Jones grew up in a place famous for wide sandy beaches and an aggressive, fun-in-the-sun tourism industry ... That humid, brackish universe seeps through the pages of Low Country. A storyteller from a long line of Southern storytellers, Jones forgoes tidy narratives and traditional story arcs. Her childhood was way too chaotic for that. There is a swampiness to her telling of stories-within-stories that meander and recoil and circle back on themselves, holding the reader in her thrall through every zig and zag ... With childlike wonder, Jones pulls back the Spanish moss to reveal the swampy muck of her youth and blends it with tall tales, weather reports, history lessons, and family lore in captivating, lyrical prose that carries the reader along like a slow river water park ride on a lazy, sunny day.
Starting with the narrator’s account of seeing the ghost of a woman she once knew, we are pulled into the depths of a landscape made vivid through its densely layered stories. Jones takes this responsibility seriously, as she carefully uncovers detail after detail of her experience of South Carolina, providing a more dynamic sense of setting. In addition to gaining leeway by including the supernatural, Jones also takes liberties with embellishing the story ... Jones’ attention to language is what makes this memoir a stunning read ... At times amusing and other times heartbreaking, her care with language shines through in every page ... Jones provides a brilliant look into the cracks of a family, channeling the folktales and sayings from her ancestors, and bringing them to the page ... The trauma passed down through Jones’ line is fraught, but her storytelling conveys compassion to the characters that helped shape her life.
There is sharp prose ... There are also some clunky metaphors ... There are distracting asides to the reader ... And some phrases that are just confusing ... There are also phrases that hold the whole thing together ... I had little interest in stories of the hard-drinking, sometimes violent, often broke, outlaw country musician-father and much more interest in the women ... The violence that threads through these pages is brutal: physical and verbal abuse that would leave most of us shattered ... The matter-of-fact way Jones writes about hurricanes is some of the best regional writing in the book ... A difficult, sometimes meandering, but ultimately, powerful debut.
Jones has succeeded in the role of family archivist, imploring us to see that the story of the Jones family is the story of South Carolina, and the story of J. Nicole Jones is the story of the women who preceded her.
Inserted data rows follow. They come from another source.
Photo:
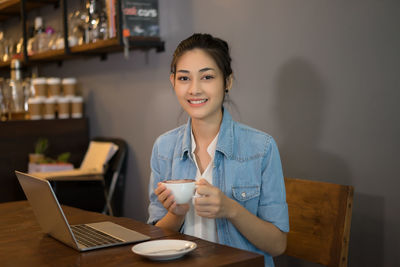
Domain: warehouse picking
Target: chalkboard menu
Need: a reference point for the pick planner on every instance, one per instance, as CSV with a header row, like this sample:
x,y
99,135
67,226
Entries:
x,y
140,18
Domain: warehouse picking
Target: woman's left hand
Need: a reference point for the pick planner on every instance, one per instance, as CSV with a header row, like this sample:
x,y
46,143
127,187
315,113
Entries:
x,y
212,203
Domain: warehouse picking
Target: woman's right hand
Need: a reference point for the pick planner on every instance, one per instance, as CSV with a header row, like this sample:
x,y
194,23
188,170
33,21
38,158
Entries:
x,y
167,200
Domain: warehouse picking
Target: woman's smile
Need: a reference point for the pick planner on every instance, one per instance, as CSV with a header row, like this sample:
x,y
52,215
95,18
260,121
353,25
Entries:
x,y
197,102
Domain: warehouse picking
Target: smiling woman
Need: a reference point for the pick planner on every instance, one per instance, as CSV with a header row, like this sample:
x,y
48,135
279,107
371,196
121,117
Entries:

Low Country teaches the ways family is born out of place, and the ways we are born out of each other ... Jones makes us feel intimate with her home in the Low Country through her renderings of great uncles, rejected cousins, and sympathetic grandparents ... There is not much difference between family histories and the parables of our places, and Jones illustrates the reasons someone would prefer to remember stories as mythologies; the less real people become in our minds, the less material their violence.
Reading Low Country...is like listening to a country music song written by Dostoyevsky (lots of crime, but the wrong folks getting punished), with Tom Robbins as his side man. And a little Tennessee Williams thrown in. There’s no doubt this talented young woman can write, often brilliantly. Many a passage of this familial strife and personal coming-of-age chronicle fairly hums on the page, amplified by sharp observation, razor-edge emotion and a delicious turn of phrase ... The book opens on a mournful tenor which is generally sustained throughout, though with a magma chamber of rage just below the surface. Jones’ eccentric use of language, while arresting, could have used judicious cutting, the digressions particularly. Editing can be a tightrope walk between retaining the author’s distinctive voice and reining in her more self-indulgent impulses. And sometimes Jones overplays her hand, extending a delightful phrase past the breaking point. Wonderful descriptions, metaphors and similes compete with strained ones.
... a haunting, lyrical narrative ... Jones crafts a gothic setting for a literary memoir, while maintaining an invitingly informal narrative voice. With a series of vivid snapshots, she charts the rise of her family's wealth as they acquired beachfront properties, as well as the hidden tolls of domestic violence and drug abuse. The author's writing shines ... ones's gift for spinning a tale is readily apparent, and her intertwining the history of the Low Country with her own familial history gives the book depth. A haunting memoir with poetic prose that will appeal to a large audience, owing to its interesting subject and skillful writing.
Jones debuts with an intoxicating if puzzling story of her dysfunctional South Carolina family ... Jones gambles on a speculative climax to her family’s story that fails to deliver. While her sentences are finely wrought, they can’t mask a weak narrative spine. This tale of a tourist-trap childhood would make a great beach read, if it weren’t for the unfocused delivery.
Ghosts and legends swirl in an affecting family memoir ... a captivating debut ... The author also lovingly portrays her feckless, hard-drinking father, who aspired to country-music stardom; her mother, often anguished and overwhelmed; and her beloved Nana. Her confidential asides to readers create a genuine sense of intimacy. Lyrical prose graces a deftly crafted narrative.